Accounts of Alena and Dave’s personal histories slip in between sections of the present-day narrative. This is handled so delicately it’s like one hand sliding over another revealing the layers of their lives. It also creates tension in the story as both of them have emerged from very bad situations and it makes you constantly wonder how they get to the point where they find each other. They create a strange sort of domestic bliss together, but when Alena’s past imposes itself upon the present they are abruptly torn apart and it’s only through a massive leap of faith on Dave’s part that they might find one another again. This is a love story. It’s one which is made up of two characters who have endured strife and disappointment, but need to find the courage to open up to one another for a chance at harmony.
It’s a known tale: an immigrant comes to a “developed” country and finds everything isn’t as rosy as the way they imagined it. Where this book departs is the pernicious way that Alena turns from the oppressed to the oppressor – or, at least, an instrument used to foster oppression. This produces a dark and twisted psychology. It shows the complex layers of a hidden underbelly of society that feeds on abuse, fear and secrecy. It’s only through a tremendous act of will that Alena is able to break free. She’s extremely vulnerable being lost in the giant organism of London and it’s only through chance that she meets with an act of kindness from Dave. A querulous outsider might view such an instant bond as unbelievable, but Hudson eloquently explains Dave’s reasoning like this: “He’d admit it, he was reckless. Blind to the danger of letting a strange stranger have everything of him. And though it was her ripe, warm beauty that had made it hard for him to think around her at first, it was all the rest that was the hook that snagged in his insides, never to be pulled out.” There can be something about a person which catches you and makes you take a chance on something you’d normally back away from.

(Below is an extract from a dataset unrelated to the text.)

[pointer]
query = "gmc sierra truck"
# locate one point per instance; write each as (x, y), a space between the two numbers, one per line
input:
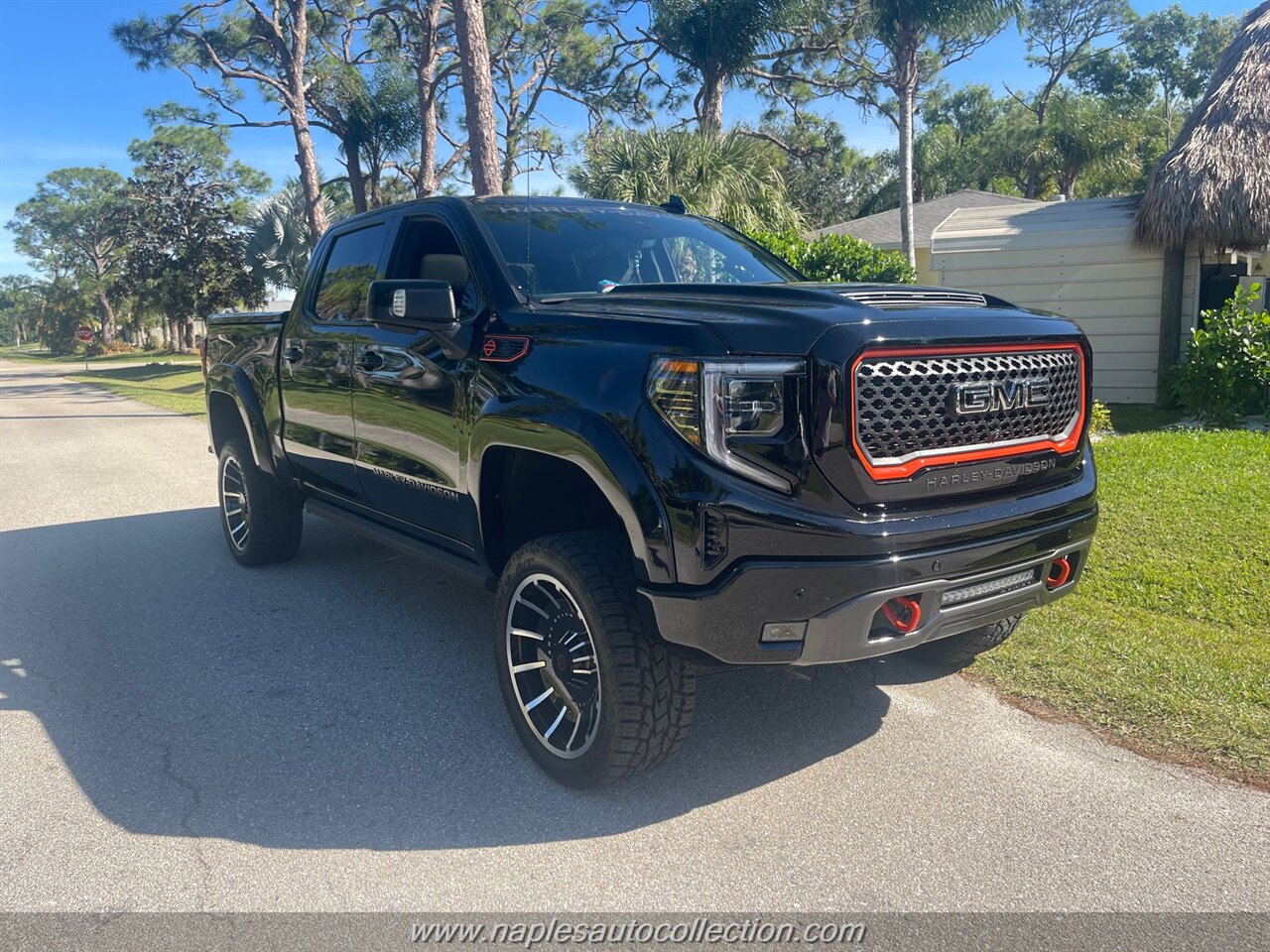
(663, 449)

There is more here than the romantic heart. What this novel is really about is the distance between ourselves and strangers – particularly in large cities and when travelling. What’s the right amount of empathy to show to strangers? Surely you can’t walk around with an open heart to everyone in need. You’d never get across the city. Never get to work on time. But if you walk around with a stony gaze you begin to feel inhuman, jaded, disconnected. Likewise this novel shows our own desperation for kindness when out of our element. Dave embarks on a long journey to an extremely remote part of Siberia where the smallest gesture of kindness can seem like a life raft. Of course, this book doesn’t offer a solution to this question of distance. How can there be one? But it does point out the reverberating effects of both large and small bits of kindness. Moreover it shows the way regret can pile up in the backs of our minds – haunted by instances where we wanted to reach out and didn’t. Hudson acknowledges that: “it is hard to live with the knowledge of certain things, let alone a knowledge that allowed you to imagine you could have done something to change things, to help someone you love.” “Thirst” reveals the best and the worst of humanity. It shows the way the world perpetually opens and closes to us and that there is an endless stream of possibilities. Whether you choose to only smile or hold out your hand or walk on by: opportunity goes both ways and there is always the potential of a connection.
I also loved Hudson's first novel which I wrote about at the end of last year here. She's one of the most creative literary voices in the UK right now. But, given Hudson's earlier title, I was hoping this new novel would be named something more elaborate like "The Thirsty Siberian Who Stole My Shoes, Ate All My IceCream & Barely Had Change for a Fiver." However, the brevity of her chosen title suits the subject matter perfectly.